UPS finally showed up with my parts. Matt came down to Jay’s house and the two of them installed the new fuel tank and other stuff we’d ordered right there in the driveway. Still the van ran rough, so they kept at it, tuning, testing, theorizing, trying out different fixes until Matt finally solved the last problem by swapping the computer box that governs the fuel flow for one he had laying around in his cluttered truck. By the time they wrapped things up it was 2:00 AM. When I asked Matt what I owed him, he named a figure so ridiculously low I gave him an extra hundred bucks and still got the deal of the century considering all the hours he’d put into fixing my van.

I almost hated leaving Sugar Creek Drive the next morning. What had started out a total nightmare in Nitro had turned into an amazing adventure, and I’d made a two new friends to boot. Incredible what a little surrender will get you.
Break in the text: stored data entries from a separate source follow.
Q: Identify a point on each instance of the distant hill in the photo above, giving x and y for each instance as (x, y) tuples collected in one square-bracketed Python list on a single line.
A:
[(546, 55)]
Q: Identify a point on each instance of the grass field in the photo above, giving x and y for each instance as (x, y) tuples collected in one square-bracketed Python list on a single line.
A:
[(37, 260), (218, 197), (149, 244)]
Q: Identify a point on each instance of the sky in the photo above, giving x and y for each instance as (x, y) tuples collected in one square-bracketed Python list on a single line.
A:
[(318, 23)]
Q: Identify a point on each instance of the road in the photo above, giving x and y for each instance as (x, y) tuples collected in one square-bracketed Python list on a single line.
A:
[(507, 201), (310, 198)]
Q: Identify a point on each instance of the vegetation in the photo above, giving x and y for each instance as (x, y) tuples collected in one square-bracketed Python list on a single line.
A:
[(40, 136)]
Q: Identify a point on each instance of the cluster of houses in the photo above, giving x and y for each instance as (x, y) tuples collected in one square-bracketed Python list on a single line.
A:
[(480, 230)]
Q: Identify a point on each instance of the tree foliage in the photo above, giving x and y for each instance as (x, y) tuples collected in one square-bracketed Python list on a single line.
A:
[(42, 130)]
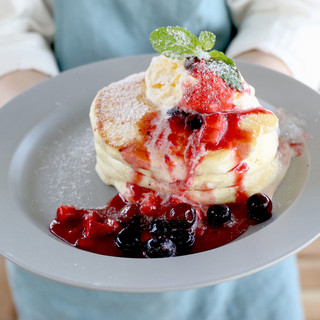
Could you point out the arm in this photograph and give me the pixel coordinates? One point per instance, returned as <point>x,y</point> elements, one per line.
<point>26,31</point>
<point>283,30</point>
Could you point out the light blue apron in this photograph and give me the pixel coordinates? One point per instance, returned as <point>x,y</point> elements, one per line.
<point>93,30</point>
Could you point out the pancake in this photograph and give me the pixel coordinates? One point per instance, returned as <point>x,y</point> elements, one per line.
<point>132,140</point>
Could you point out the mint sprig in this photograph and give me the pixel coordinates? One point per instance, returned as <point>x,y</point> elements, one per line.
<point>179,43</point>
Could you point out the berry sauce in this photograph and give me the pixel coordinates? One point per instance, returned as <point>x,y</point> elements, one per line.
<point>123,228</point>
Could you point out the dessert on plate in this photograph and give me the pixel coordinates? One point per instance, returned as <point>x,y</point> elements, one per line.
<point>194,156</point>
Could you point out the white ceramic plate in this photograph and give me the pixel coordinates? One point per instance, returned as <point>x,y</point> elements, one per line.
<point>47,159</point>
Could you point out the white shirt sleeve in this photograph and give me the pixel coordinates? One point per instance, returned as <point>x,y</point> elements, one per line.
<point>288,29</point>
<point>26,32</point>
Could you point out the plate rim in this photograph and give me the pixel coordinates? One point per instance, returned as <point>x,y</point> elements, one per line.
<point>82,272</point>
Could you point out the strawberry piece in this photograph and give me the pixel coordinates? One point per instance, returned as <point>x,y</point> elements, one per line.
<point>149,204</point>
<point>66,213</point>
<point>95,228</point>
<point>216,127</point>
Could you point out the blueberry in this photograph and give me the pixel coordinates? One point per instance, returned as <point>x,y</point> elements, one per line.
<point>160,247</point>
<point>183,239</point>
<point>159,227</point>
<point>128,240</point>
<point>194,121</point>
<point>218,214</point>
<point>259,207</point>
<point>183,214</point>
<point>190,62</point>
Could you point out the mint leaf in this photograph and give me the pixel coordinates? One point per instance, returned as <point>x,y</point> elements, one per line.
<point>207,40</point>
<point>175,42</point>
<point>218,55</point>
<point>229,73</point>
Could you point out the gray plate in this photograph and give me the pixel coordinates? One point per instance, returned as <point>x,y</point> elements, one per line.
<point>47,159</point>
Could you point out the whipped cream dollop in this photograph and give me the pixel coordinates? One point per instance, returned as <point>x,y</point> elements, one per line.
<point>167,78</point>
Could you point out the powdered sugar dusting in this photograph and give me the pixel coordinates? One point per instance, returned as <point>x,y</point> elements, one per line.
<point>119,107</point>
<point>66,167</point>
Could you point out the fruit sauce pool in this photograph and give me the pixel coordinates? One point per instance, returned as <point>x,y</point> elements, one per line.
<point>171,227</point>
<point>151,225</point>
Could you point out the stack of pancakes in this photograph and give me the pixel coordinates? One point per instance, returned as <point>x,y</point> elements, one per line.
<point>126,124</point>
It seems I need to be reminded from time to time that resisting the way things are, the Now, as Tolle calls it, invariably creates suffering. If you don't like the situation, change it if you can. If you can’t, then remove yourself from it. And if you can’t do either of those things, then accept the way it is at that moment and surrender yourself to The Universe that created it. Then see what happens.